Perry, R. P. & Smart, J. C.(Eds.) (2007) The scholarship of teaching and learning in higher education: An evidence-based perspective. Dordrecht, The Netherlands: Springer.

This is the most recent and substantial review of college teaching and learning including issues related to assessment, evaluation, and, ratings.  Though the title includes the words “scholarship of teaching and learning”, the book does not deal with individual, small-scale, classroom studies like those advocated by Boyer (1990) or Crross & Steadman (1996).   Its focus is on organized, established, long-term research that has been replicated and has contributed to the body of knowledge in substantial ways.


Pescolozodi, B. & Aminzade, R. (1999)  The social worlds of higher education:  handbook for teaching in a new century.  Thousand Oaks, CA:  Pine Forge Press.

This is a very interesting collection of works by sociologists and considers a range of higher education issues.  Its treatment of higher education as a sociological microcosm is unique and worthwhile, and like the work of Birnbaum, it offers insights into the context for evaluation.


Scriven, M. (1991) Evaluation thesaurus. (4th ed.) Newbury Park, California: Sage Publications.

         This is the definitive guide to evaluation and related terminology.

Scriven, M. (1967) “Methodology of evaluation.” In R. Tyler, R. Gagne, & M. Scriven (Eds.) Perspectives of curriculum evaluation. Chicago: Rand McNally & Company.
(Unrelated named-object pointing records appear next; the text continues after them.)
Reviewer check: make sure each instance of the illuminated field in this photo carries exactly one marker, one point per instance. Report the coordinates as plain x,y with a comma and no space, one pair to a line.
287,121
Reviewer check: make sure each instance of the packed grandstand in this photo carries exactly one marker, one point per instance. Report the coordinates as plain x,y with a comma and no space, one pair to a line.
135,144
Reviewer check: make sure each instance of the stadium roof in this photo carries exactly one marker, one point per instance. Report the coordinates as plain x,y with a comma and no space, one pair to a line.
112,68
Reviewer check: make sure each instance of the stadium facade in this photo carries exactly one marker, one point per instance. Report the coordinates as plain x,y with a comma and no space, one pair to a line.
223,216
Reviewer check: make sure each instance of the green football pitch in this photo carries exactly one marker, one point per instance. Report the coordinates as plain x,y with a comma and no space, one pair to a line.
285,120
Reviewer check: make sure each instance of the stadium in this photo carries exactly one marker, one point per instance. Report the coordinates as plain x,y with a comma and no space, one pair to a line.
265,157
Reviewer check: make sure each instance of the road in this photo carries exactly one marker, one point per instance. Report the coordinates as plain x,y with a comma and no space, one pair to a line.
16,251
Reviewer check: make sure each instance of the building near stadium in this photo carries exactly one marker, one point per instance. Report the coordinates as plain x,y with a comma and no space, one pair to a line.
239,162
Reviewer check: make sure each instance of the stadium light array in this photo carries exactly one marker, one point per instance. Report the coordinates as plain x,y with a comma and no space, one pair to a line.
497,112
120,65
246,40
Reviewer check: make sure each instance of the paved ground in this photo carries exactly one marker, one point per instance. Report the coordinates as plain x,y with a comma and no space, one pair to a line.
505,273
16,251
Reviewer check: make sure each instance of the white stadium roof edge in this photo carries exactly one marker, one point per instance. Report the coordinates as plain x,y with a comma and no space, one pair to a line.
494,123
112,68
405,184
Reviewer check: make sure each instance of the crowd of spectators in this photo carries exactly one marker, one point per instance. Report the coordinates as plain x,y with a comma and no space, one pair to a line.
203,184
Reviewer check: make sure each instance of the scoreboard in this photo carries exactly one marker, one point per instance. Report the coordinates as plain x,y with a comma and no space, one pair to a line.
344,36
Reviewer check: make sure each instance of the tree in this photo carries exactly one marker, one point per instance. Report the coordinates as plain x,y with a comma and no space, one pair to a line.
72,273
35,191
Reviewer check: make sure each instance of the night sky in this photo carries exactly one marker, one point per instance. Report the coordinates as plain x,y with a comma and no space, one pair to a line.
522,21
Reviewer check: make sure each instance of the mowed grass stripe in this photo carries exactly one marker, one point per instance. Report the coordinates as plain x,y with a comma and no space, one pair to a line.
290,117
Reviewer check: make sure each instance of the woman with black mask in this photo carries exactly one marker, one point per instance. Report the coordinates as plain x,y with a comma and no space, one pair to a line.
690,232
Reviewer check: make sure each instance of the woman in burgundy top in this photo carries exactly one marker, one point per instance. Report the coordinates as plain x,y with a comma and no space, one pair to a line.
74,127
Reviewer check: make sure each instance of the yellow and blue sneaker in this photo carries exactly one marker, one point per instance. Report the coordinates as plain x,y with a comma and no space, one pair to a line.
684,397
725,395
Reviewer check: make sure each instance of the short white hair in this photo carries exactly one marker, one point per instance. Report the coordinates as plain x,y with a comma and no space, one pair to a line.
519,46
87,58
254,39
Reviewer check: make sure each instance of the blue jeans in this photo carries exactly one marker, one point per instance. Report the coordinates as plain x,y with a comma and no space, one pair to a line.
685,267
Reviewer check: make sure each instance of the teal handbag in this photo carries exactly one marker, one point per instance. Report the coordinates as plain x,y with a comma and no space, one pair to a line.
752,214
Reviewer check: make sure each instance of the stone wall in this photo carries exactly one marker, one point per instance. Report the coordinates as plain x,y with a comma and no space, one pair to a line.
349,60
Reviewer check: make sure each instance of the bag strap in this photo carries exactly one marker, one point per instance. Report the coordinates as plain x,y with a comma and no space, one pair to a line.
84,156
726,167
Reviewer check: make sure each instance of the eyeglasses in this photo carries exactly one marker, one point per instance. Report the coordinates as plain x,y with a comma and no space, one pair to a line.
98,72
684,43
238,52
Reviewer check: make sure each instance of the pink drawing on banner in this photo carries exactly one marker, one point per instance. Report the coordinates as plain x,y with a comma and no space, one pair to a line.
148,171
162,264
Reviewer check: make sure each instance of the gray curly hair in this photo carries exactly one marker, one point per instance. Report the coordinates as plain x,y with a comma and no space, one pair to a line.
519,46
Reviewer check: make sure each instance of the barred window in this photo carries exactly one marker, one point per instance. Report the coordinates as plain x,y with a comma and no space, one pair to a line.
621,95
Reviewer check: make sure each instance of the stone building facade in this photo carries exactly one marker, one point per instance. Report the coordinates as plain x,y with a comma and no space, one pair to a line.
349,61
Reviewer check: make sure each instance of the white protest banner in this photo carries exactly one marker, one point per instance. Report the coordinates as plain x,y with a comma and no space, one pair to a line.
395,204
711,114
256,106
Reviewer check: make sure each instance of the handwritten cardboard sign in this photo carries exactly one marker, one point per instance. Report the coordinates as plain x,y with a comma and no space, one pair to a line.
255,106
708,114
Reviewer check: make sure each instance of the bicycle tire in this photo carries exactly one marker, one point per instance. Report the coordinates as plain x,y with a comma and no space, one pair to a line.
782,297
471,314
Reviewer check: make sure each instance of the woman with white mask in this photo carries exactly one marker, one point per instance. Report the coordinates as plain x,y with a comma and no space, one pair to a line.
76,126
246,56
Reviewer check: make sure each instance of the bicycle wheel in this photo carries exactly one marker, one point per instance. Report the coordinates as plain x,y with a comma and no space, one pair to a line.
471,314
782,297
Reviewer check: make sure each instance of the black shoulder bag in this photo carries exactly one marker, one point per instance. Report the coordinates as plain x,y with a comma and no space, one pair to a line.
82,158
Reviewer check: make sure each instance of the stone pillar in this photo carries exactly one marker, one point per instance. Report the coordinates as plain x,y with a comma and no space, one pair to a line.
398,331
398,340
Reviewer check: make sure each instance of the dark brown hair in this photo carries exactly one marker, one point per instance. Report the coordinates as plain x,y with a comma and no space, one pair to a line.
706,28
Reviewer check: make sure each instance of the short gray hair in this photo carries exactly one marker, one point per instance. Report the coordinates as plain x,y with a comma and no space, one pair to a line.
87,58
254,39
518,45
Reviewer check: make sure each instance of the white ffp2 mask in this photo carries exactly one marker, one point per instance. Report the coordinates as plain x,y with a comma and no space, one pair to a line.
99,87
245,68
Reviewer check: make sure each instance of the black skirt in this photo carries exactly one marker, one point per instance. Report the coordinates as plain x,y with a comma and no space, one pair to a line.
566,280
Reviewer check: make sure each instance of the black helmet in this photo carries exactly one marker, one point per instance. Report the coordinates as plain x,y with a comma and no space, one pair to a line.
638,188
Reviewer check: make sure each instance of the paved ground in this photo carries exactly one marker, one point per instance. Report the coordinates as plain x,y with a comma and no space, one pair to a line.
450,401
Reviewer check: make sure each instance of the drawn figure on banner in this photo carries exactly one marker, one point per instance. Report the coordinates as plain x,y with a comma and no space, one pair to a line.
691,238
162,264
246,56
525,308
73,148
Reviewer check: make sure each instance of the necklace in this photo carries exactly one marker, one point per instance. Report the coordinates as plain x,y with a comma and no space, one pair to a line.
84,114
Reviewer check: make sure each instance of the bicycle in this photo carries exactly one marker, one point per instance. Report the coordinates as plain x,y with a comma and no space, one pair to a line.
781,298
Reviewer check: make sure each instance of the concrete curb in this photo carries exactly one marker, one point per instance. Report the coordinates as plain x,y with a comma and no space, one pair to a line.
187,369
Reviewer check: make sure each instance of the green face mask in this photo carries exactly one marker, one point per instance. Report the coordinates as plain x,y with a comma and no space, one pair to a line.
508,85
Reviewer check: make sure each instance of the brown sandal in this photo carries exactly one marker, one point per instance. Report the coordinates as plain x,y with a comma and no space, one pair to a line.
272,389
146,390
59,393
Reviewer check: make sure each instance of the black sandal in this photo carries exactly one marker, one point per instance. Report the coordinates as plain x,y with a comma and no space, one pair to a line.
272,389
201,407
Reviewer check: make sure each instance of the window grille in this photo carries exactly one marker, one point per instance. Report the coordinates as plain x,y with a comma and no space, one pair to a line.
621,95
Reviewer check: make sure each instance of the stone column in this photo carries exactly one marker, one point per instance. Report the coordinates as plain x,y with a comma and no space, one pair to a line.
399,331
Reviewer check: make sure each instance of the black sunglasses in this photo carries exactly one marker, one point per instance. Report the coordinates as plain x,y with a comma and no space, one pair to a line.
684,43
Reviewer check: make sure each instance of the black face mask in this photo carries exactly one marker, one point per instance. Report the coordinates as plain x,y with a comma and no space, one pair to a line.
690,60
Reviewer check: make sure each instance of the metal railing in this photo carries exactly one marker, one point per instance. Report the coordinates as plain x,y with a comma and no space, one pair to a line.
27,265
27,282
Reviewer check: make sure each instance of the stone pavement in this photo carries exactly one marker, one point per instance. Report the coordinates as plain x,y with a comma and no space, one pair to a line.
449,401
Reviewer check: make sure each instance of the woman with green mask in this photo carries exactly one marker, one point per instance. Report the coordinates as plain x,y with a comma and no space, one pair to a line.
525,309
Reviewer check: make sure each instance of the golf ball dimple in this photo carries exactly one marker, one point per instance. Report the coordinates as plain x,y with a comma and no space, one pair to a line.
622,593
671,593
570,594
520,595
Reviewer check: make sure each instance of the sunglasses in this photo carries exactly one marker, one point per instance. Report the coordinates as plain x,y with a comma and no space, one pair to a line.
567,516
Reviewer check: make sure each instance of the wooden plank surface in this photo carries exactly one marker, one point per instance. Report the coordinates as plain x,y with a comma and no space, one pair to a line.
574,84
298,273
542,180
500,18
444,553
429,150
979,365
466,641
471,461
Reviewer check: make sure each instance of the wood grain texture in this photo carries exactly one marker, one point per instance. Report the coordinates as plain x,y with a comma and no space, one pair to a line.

         This is Scriven’s seminal work, in which he outlines the different purposes of evaluation (formative & summative)  and the different kinds of data that can be used (instrumental and consequential).  The terminology has remained and was adopted by the “assessment movement” to describe similar purposes related to measuring student learning outcomes. 

Scriven, M.  (1967)  Methodology of evaluation.  In R. Tyler, R. Gagne, & M. Scriven (Eds.)  Perspectives of curriculum evaluation.   Chicago:  Rand McNally & Co.

If there is a seminal article on modern evaluation, this is it.  Scriven’s terminology and approach are the basis for contemporary evaluation and assessment.